Johannesburg Metro Police Department recorded more than 340 hijacking-related incidents between Saturday 27 June and Thursday 3 July — a 28 percent jump on the same rolling seven-day period last year, according to JMPD operational data reviewed by The Daily Johannesburg. Armed robbery call-outs ran concurrently, with private response companies reporting dispatch queues stretching past 20 minutes at peak times on Tuesday night.
The surge matters now because it lands during the mid-year school holiday period, when traffic patterns change and more families are on the roads after dark. Security analysts who track crime cycles in Gauteng note that hijacking syndicates typically intensify operations when courts are processing backlogged cases — and the Johannesburg High Court on Pritchard Street has been working through a six-month roll of organised-crime dockets since January, keeping several known syndicate foot soldiers on remand rather than sentenced and jailed.
Where incidents are clustering
The Sandton CBD and the William Nicol Drive corridor recorded the highest density of carjackings this week — 47 confirmed cases in five days, according to the JMPD morning briefs. Braamfontein, near the Wits University precinct, saw a string of armed robberies targeting pedestrians on De Korte Street late on Wednesday evening. Soweto's Dobsonville and Meadowlands zones reported a combined 31 hijackings, with the N14 on-ramp at Dobsonville among the flagged hotspots. Community policing forums in Dobsonville held an emergency meeting on Wednesday night, calling on the South African Police Service's Gauteng Organised Crime Unit to deploy additional plainclothes units along the route.

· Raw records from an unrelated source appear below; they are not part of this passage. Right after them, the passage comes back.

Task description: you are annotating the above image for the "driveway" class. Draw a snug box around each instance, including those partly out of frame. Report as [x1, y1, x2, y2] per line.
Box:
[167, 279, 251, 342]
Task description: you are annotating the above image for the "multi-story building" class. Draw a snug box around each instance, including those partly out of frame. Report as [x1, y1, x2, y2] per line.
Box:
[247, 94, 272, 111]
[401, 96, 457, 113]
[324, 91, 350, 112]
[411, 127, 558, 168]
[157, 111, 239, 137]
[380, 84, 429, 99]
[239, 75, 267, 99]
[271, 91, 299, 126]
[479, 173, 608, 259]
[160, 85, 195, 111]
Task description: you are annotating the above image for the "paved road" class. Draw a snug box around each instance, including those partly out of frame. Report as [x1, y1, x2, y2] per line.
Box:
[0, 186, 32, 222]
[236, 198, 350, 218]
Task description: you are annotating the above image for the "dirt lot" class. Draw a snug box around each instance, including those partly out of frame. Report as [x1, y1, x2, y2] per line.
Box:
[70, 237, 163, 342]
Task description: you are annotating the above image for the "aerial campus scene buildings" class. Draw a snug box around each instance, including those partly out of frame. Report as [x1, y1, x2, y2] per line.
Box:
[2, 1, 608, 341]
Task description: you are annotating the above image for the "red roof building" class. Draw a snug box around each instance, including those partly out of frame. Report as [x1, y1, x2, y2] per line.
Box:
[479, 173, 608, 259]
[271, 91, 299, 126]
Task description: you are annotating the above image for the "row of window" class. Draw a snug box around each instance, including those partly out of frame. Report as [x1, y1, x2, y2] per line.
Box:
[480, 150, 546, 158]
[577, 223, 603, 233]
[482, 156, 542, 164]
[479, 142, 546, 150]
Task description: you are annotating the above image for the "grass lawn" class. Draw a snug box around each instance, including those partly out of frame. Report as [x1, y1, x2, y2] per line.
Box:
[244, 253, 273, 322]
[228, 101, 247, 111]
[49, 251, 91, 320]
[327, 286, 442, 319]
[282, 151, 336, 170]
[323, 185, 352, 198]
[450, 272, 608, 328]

The Alexandra township feeder roads off Wynberg have also seen a spike. Tracker, one of the country's largest vehicle-recovery companies, told subscribers in an SMS alert on Wednesday that its Johannesburg North recovery teams had logged 19 activations in 48 hours — nearly double a normal mid-week figure. The company urged clients to avoid stopping on Louis Botha Avenue after 8 p.m.
The ANC-DA coalition running Gauteng province has faced sharp questions this week about the pace of the Metro Police's Operation Shanela, an ongoing anti-hijacking initiative launched in March 2026 with a stated target of reducing vehicle crime by 15 percent before year-end. Critics from the DA's Johannesburg caucus argued in a statement on Thursday that the operation's R42-million budget has not translated into visible night-time deployments on the identified corridors.
What the data shows — and what residents can do
South Africa's most recent national crime statistics, released by SAPS in September 2025, put Gauteng's hijacking count at 11,500 incidents for the 2024–25 financial year — the highest of any province and a 14 percent increase on the prior year. The current week's numbers suggest the trend has not reversed. Insurance industry data compiled by the South African Insurance Association puts the average vehicle claim for a hijacked car at R380,000, straining both household finances and short-term insurer loss ratios.
Zimbabwe and Mozambique-origin syndicates — a pattern documented by the Hawks' Serious Organised Crime Investigation unit in a 2025 briefing to parliament — have been linked to at least a third of recovered stolen vehicles in Johannesburg North over the past year. The vehicles are typically moved within six hours of theft, often crossing the Beit Bridge border before a recovery unit can intercept.
Security consultants advising Joburg businesses recommend varying travel times on predictable daily routes, avoiding low-light intersections on roads like Beyers Naudé Drive and ensuring tracker subscriptions are current and linked to live-monitoring services rather than passive GPS logs. The JMPD's public safety line — 011 375 5911 — has been receiving between 600 and 800 calls per day this week, and operators are asking callers to have vehicle registration numbers ready to accelerate dispatch. Residents in the most affected zones have been urged to submit hotspot tip-offs through the department's newly relaunched WhatsApp community channel, active since May 2026.